You set CONFIG_RCU_CPU_STALL_TIMEOUT=60, which matches the 60004 jiffies
above.  Is that value due to a distro setting or something?  Mainline
uses CONFIG_RCU_CPU_STALL_TIMEOUT=21.

> [  135.463965] rcu_preempt     S ffff88017844fd68     0     7      2 0x00000000
> [  135.463969]  ffff88017844fd68 ffff88017dd8cc80 ffff880177ff0000 ffff880178443b80
> [  135.463973]  ffff880178450000 ffff88017844fda0 ffff88017dd8cc80 ffff88017dd8cc80
> [  135.463977]  0000000000000003 ffff88017844fd80 ffffffff81ab031f 0000000100031504
> [  135.463981] Call Trace:
> [  135.463986]  [<ffffffff81ab031f>] schedule+0x3f/0xa0
> [  135.463989]  [<ffffffff81ab42d7>] schedule_timeout+0x127/0x270
> [  135.463993]  [<ffffffff81171a50>] ? detach_if_pending+0x120/0x120
> [  135.463997]  [<ffffffff8116da5d>] rcu_gp_kthread+0x6bd/0xa30
> [  135.464000]  [<ffffffff81151390>] ? wake_atomic_t_function+0x70/0x70
> [  135.464003]  [<ffffffff8116d3a0>] ? force_qs_rnp+0x1b0/0x1b0
> [  135.464006]  [<ffffffff8112f846>] kthread+0xe6/0x100
> [  135.464009]  [<ffffffff8112f760>] ? kthread_worker_fn+0x190/0x190
> [  135.464012]  [<ffffffff81ab5c0f>] ret_from_fork+0x3f/0x70
> [  135.464015]  [<ffffffff8112f760>] ? kthread_worker_fn+0x190/0x190

How long does it take to reproduce this?  If it reproduces in minutes
or hours, could you please boot with the following on the kernel command
line and dump the trace buffer shortly after the stall?

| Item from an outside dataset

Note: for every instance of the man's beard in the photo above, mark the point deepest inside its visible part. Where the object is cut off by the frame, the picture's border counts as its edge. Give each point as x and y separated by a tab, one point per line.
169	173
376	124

ftrace trace_event=sched_waking,sched_wakeup,sched_wake_idle_without_ipi

If dumping manually shortly after the stall is at all non-trivial
(for example, if your reproduction time is many minute or hours),
I can supply some patches that automate this.  Or you can pick
them up from -rcu:

git://git.kernel.org/pub/scm/linux/kernel/git/paulmck/linux-rcu.git

Branch rcu/dev has these patches (and much else besides).

							Thanx, Paul

PS:  In case you are curious, when I enable those tracepoints, it
     shows me that the timer is firing every three jiffies, as it
     should, but that something happens between the sched_waking
     and the IPI handler that should actually do the wakeup.
     However, adding the traces significantly slows reproduction,
     so I am writing a stress test specific to this bug to try to
     speed things up, hopefully allowing more tracing to be added
     while still retaining non-geologic reproduction times.